From: Lance Yang <lance.yang@linux.dev>
To: dev.jain@arm.com
Cc: Liam.Howlett@oracle.com, akpm@linux-foundation.org,
anshuman.khandual@arm.com, baohua@kernel.org, david@kernel.org,
harry.yoo@oracle.com, jannh@google.com,
linux-kernel@vger.kernel.org, linux-mm@kvack.org,
lorenzo.stoakes@oracle.com, riel@surriel.com,
ryan.roberts@arm.com, stable@kernel.org, vbabka@kernel.org,
Lance Yang <lance.yang@linux.dev>
Subject: Re: [PATCH v3] mm/rmap: fix incorrect pte restoration for lazyfree folios
Date: Tue, 10 Mar 2026 20:13:04 +0800 [thread overview]
Message-ID: <20260310121304.17173-1-lance.yang@linux.dev> (raw)

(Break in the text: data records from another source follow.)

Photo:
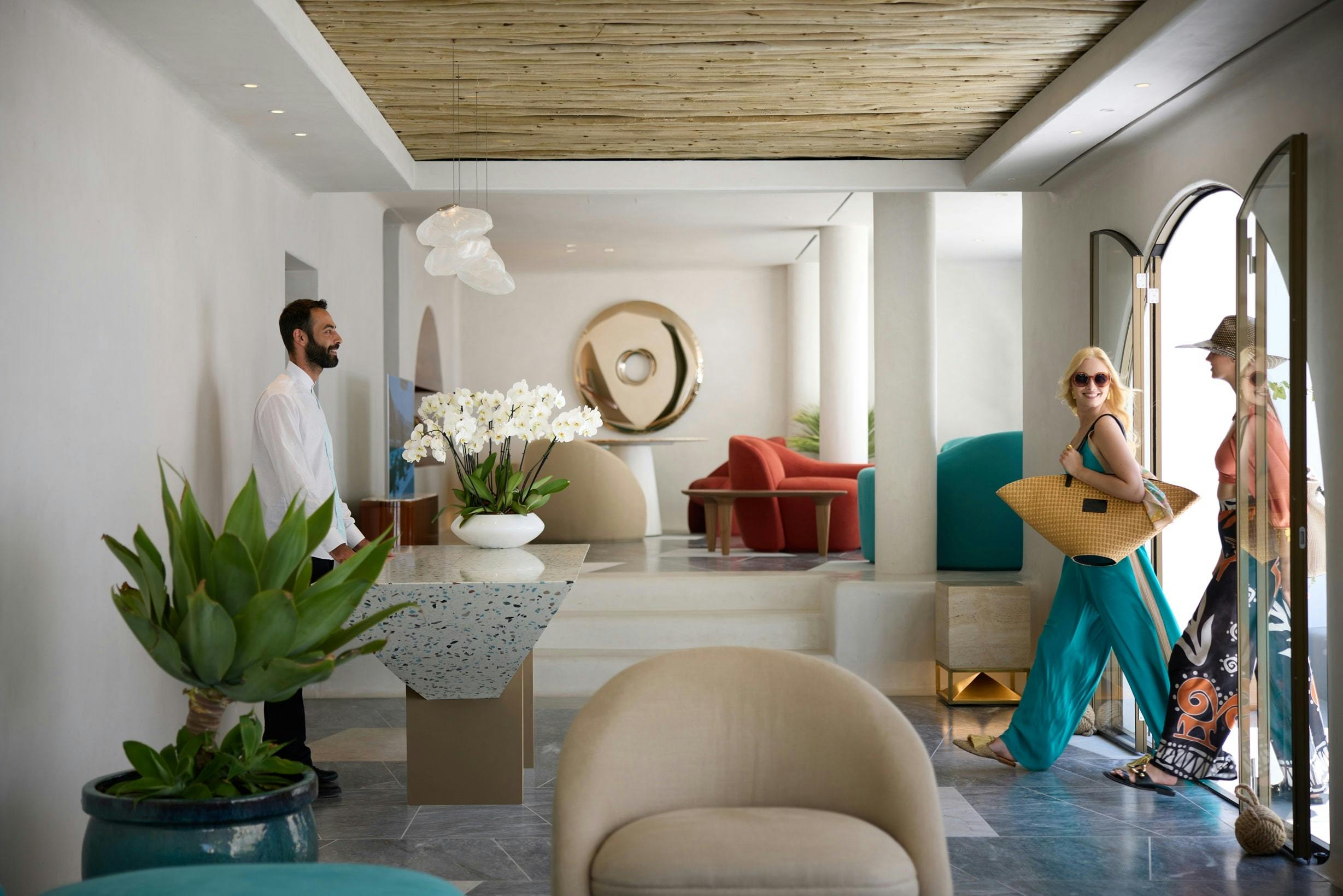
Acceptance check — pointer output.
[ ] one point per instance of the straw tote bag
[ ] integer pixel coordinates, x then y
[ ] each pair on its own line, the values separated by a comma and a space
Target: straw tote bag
1088, 526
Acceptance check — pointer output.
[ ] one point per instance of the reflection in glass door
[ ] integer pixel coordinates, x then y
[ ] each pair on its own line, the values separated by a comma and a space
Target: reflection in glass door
1280, 585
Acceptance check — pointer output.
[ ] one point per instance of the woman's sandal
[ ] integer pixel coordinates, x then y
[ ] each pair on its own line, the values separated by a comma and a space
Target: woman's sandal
1141, 781
978, 745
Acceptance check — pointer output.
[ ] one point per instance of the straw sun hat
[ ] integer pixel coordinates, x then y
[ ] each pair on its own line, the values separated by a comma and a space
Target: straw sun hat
1224, 340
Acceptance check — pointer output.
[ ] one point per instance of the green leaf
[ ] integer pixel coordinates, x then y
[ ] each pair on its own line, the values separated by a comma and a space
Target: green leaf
207, 637
230, 575
196, 532
320, 523
553, 487
245, 520
321, 614
285, 550
162, 648
145, 761
342, 637
277, 680
265, 630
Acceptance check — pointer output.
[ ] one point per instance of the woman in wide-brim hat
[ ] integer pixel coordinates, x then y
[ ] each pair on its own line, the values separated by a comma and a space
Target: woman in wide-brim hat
1204, 698
1096, 609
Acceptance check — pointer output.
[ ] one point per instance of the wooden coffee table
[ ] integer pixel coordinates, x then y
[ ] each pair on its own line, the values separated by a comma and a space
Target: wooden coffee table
718, 512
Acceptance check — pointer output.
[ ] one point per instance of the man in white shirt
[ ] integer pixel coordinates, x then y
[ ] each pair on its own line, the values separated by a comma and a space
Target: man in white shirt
292, 454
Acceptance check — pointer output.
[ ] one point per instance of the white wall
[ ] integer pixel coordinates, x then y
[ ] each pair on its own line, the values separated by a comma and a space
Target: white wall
978, 347
1221, 132
739, 316
142, 276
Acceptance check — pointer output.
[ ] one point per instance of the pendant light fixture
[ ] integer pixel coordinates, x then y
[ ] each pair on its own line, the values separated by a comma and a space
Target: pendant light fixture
457, 233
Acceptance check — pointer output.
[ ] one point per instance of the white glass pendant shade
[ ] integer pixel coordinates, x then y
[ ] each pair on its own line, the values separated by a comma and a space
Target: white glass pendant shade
486, 274
453, 225
450, 260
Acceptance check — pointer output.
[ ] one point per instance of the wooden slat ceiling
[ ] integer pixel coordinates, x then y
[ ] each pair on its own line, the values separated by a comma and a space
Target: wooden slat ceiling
707, 78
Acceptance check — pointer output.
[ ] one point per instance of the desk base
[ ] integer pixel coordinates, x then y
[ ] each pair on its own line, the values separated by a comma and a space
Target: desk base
469, 753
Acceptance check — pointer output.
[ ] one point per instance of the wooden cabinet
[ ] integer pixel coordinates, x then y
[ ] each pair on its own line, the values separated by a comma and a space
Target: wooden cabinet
418, 526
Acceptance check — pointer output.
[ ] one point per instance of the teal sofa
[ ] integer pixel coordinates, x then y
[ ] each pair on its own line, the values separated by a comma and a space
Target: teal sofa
976, 530
281, 879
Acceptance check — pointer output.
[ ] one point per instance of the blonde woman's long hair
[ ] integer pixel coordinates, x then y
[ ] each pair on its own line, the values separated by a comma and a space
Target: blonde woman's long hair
1119, 400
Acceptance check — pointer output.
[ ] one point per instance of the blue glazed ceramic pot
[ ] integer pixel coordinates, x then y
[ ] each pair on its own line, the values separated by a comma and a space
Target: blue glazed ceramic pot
274, 827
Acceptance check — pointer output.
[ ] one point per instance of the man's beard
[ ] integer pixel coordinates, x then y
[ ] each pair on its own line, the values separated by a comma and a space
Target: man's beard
320, 356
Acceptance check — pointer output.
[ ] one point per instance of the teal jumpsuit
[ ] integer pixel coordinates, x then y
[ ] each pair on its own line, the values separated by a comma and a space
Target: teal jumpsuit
1096, 610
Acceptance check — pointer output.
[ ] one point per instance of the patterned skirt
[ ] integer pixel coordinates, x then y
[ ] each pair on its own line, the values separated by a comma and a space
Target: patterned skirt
1204, 676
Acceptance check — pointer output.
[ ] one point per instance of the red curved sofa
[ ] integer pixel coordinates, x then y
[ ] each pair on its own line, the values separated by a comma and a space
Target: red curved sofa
790, 524
720, 479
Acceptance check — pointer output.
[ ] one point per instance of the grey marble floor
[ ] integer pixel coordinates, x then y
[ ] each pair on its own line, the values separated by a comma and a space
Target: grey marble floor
1051, 833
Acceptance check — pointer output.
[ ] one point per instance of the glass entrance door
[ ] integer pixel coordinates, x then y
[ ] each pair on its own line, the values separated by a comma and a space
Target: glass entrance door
1280, 583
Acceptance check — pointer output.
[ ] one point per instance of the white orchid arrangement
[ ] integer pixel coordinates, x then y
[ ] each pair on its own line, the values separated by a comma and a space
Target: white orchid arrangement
481, 430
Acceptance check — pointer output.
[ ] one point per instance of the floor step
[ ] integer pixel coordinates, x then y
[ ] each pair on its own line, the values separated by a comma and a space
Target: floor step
661, 630
612, 592
579, 674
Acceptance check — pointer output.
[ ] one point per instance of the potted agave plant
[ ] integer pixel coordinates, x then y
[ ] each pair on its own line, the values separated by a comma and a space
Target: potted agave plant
234, 620
484, 433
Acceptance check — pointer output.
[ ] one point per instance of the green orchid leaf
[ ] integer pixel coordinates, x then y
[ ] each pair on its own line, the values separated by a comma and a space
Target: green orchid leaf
320, 523
265, 630
551, 487
207, 637
245, 520
342, 637
285, 551
230, 577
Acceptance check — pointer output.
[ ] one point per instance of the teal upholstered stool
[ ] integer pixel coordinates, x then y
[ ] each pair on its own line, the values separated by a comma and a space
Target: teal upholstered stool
868, 513
976, 530
263, 880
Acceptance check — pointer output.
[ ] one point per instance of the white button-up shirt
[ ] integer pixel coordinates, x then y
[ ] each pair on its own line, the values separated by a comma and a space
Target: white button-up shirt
290, 454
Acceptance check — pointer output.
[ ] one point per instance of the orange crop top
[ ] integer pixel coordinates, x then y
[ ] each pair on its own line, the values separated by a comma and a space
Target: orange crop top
1279, 475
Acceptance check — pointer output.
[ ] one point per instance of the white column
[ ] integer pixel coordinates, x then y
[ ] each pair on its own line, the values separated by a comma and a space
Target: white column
906, 383
804, 336
844, 344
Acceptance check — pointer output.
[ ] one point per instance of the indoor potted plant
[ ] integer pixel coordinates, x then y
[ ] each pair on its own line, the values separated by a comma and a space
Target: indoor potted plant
481, 432
234, 620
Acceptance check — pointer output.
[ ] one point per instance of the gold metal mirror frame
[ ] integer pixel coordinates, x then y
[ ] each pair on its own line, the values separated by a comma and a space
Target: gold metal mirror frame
612, 340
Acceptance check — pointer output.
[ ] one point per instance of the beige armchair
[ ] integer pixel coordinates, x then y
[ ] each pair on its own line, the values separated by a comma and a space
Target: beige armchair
744, 771
603, 501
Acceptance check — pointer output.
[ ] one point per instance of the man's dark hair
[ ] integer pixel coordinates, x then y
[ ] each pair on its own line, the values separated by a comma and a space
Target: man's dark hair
298, 315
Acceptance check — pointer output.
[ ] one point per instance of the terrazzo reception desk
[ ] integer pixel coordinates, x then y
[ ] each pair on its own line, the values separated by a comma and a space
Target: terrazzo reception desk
465, 654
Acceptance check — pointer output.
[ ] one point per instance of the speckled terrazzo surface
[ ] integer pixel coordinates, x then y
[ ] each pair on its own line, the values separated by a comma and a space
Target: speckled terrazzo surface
478, 613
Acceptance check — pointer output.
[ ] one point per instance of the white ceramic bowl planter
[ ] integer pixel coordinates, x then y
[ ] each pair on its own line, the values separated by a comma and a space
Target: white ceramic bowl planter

In-Reply-To: <20260303061528.2429162-1-dev.jain@arm.com>
On Tue, 3 Mar 2026 11:45:28 +0530, Dev Jain wrote:
>We batch unmap anonymous lazyfree folios by folio_unmap_pte_batch.
>If the batch has a mix of writable and non-writable bits, we may end up
>setting the entire batch writable. Fix this by respecting writable bit
>during batching.
>Although on a successful unmap of a lazyfree folio, the soft-dirty bit is
>lost, preserve it on pte restoration by respecting the bit during batching,
>to make the fix consistent w.r.t both writable bit and soft-dirty bit.
>
>I was able to write the below reproducer and crash the kernel.
>Explanation of reproducer (set 64K mTHP to always):
>
>Fault in a 64K large folio. Split the VMA at mid-point with MADV_DONTFORK.
>fork() - parent points to the folio with 8 writable ptes and 8 non-writable
>ptes. Merge the VMAs with MADV_DOFORK so that folio_unmap_pte_batch() can
>determine all the 16 ptes as a batch. Do MADV_FREE on the range to mark
>the folio as lazyfree. Write to the memory to dirty the pte, eventually
>rmap will dirty the folio. Then trigger reclaim, we will hit the pte
>restoration path, and the kernel will crash with the following trace:
>
>[ 21.134473] kernel BUG at mm/page_table_check.c:118!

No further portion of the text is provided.